Es gibt viele Gründe, warum FDP und Grüne nicht zusammenpassen. Aber viele mehr, warum sie es trotzdem versuchen müssen. Mit Trump, Brexit und AfD braucht die Demokratie ein neues Denken.

Kommentar von Stefan Braun, Berlin

Grüne und Liberale in einer Koalition? Das will ich nicht ausschließen, sagt Monika Heinold. Vollkommen unmöglich, sagt Sylvia Löhrmann. Anfang der Woche sind die beiden Grünen-Politikerinnen in Berlin aufgetreten - und haben gezeigt, wie sehr sie in unterschiedlichen Welten leben.

Heinold, die mit den Grünen in Schleswig-Holstein gerade knapp 13 Prozent holte, erklärte zum Umgang mit der FDP, sie wolle nicht schlecht über andere reden, sondern gut über sich selber. Löhrmann dagegen, die am Sonntag in Nordrhein-Westfalen um den Einzug in den Landtag bangen muss, betonte entschlossen, die FDP sei eine ,,neoliberale und marktradikale Partei''; mit der könne man nicht koalieren. Zwei Grüne und zwei sehr unterschiedliche Ansätze im Umgang mit der eigenen Zukunft.

Heinold öffnet den Blick, ohne sich zu verbiegen. Löhrmann nährt alte Feindbilder, um sich zu stabilisieren. Dabei ist die Wahrscheinlichkeit groß, dass die alten Lager und Zweier-Koalitionen aus Schwarz-Gelb oder Rot-Grün keine Zukunft mehr haben. Man könnte auch sagen: Sie tendiert gegen null in den vergangenen Jahren. Kann man da noch in den gewohnten Rastern denken? Ja, man kann. Aber man nimmt sich dann immer stärker selbst aus dem Rennen.

Nun muss man einräumen, dass es natürlich Gründe gibt, warum Grüne und Liberale nicht zusammenpassen. Die einen wollen eine Vermögensteuer, die anderen wollen milliardenschwere Steuerentlastungen - wie soll das nur zusammenpassen? Die einen wollen die Wirtschaft ökologisch umbauen, die anderen die freien Kräfte entfalten. Die einen planen mit Auflagen und Grenzwerten, beispielsweise bei der Automobilindustrie, die anderen wollen Regeln und Bürokratie abbauen. Das kann nicht gutgehen. Oder?

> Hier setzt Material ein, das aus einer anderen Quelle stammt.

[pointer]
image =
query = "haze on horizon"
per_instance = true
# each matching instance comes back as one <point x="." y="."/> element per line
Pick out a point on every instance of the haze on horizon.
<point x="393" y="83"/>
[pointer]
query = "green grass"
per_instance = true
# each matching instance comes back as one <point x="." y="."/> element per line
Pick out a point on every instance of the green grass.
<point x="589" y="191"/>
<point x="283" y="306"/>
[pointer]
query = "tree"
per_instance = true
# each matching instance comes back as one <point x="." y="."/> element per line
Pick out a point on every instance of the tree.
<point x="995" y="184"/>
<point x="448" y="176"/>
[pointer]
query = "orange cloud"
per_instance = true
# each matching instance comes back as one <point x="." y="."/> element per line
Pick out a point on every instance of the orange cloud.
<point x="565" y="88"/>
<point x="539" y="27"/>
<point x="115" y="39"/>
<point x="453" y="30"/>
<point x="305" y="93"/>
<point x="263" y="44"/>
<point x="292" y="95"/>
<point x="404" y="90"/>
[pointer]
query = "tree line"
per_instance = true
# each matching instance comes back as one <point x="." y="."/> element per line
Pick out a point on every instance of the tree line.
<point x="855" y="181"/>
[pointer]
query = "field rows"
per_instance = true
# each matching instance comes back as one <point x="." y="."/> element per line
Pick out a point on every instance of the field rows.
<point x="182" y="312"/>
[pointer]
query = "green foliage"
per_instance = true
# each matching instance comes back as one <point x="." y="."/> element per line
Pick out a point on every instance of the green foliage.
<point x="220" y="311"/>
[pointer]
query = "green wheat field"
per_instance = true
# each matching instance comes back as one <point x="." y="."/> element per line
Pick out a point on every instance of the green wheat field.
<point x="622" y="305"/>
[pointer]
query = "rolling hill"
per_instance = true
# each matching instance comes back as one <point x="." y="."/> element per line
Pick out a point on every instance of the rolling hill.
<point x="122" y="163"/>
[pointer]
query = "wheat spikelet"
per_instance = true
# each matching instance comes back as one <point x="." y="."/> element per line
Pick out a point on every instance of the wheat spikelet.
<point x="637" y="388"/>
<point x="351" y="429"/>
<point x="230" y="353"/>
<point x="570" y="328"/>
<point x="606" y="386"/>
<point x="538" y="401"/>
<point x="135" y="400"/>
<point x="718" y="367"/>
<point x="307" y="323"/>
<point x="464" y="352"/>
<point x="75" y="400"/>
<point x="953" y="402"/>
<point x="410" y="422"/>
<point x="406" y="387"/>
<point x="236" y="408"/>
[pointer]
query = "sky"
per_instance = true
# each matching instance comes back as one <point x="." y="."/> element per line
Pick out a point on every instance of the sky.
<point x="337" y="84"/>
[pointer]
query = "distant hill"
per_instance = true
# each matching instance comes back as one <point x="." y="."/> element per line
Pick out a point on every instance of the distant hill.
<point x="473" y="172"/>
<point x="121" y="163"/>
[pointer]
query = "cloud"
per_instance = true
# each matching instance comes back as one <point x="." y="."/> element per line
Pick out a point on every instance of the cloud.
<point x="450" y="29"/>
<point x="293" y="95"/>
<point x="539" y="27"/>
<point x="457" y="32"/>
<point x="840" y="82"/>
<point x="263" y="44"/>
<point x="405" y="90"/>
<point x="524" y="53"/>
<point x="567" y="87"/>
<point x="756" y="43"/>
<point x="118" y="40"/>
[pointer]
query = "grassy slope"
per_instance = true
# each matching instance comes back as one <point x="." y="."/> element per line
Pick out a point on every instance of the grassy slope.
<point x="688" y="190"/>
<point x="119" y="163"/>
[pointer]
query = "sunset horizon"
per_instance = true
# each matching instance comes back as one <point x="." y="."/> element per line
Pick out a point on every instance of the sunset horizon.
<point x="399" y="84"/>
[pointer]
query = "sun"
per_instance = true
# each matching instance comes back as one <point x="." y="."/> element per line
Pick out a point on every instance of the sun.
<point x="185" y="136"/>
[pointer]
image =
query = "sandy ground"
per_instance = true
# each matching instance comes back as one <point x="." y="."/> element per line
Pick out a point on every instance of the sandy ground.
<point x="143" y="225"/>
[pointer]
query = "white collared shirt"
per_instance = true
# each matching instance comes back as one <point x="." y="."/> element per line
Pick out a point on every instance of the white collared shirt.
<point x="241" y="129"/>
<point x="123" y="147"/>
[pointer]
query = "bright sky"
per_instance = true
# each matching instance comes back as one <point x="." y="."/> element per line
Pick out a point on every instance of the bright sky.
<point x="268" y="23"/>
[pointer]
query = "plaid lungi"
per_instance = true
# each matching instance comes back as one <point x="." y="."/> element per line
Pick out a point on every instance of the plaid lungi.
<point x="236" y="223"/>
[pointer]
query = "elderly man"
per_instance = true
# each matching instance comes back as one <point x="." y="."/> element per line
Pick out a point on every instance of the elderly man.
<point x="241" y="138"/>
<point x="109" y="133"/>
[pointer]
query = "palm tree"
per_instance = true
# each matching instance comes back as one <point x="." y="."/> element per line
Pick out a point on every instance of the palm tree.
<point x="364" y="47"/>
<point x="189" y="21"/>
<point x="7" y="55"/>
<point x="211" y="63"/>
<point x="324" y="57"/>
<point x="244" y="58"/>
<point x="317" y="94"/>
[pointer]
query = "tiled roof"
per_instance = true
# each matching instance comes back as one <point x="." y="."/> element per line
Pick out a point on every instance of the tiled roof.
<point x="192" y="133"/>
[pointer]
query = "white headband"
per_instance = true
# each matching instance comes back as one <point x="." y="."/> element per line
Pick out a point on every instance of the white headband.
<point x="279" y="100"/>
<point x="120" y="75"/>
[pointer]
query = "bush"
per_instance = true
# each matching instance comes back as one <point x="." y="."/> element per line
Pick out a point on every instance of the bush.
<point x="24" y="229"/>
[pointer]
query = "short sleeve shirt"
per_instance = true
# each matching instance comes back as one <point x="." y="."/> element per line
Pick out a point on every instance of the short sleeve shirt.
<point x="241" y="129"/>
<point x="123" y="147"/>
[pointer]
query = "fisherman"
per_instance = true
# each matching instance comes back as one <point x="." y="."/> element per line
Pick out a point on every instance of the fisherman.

Diese Frage hängt nicht an einzelnen Details. Sie hängt ab vom Grundverständnis. Klar ist, dass die Linken bei den Grünen und die Marktliberalen bei der FDP bis heute vor allem "Pfui Spinne!" rufen. Das breite Publikum aber (ja, das gibt es auch bei den Grünen und den Liberalen), kann diese Reflexe nicht mehr hören. Es will nicht mehr erklärt bekommen, was alles nicht geht. Die Leute wollen Lösungen haben. Kluge, moderne, ökologisch aufgeschlossene Pläne und Vorschläge, keine ideologischen Besserwissereien.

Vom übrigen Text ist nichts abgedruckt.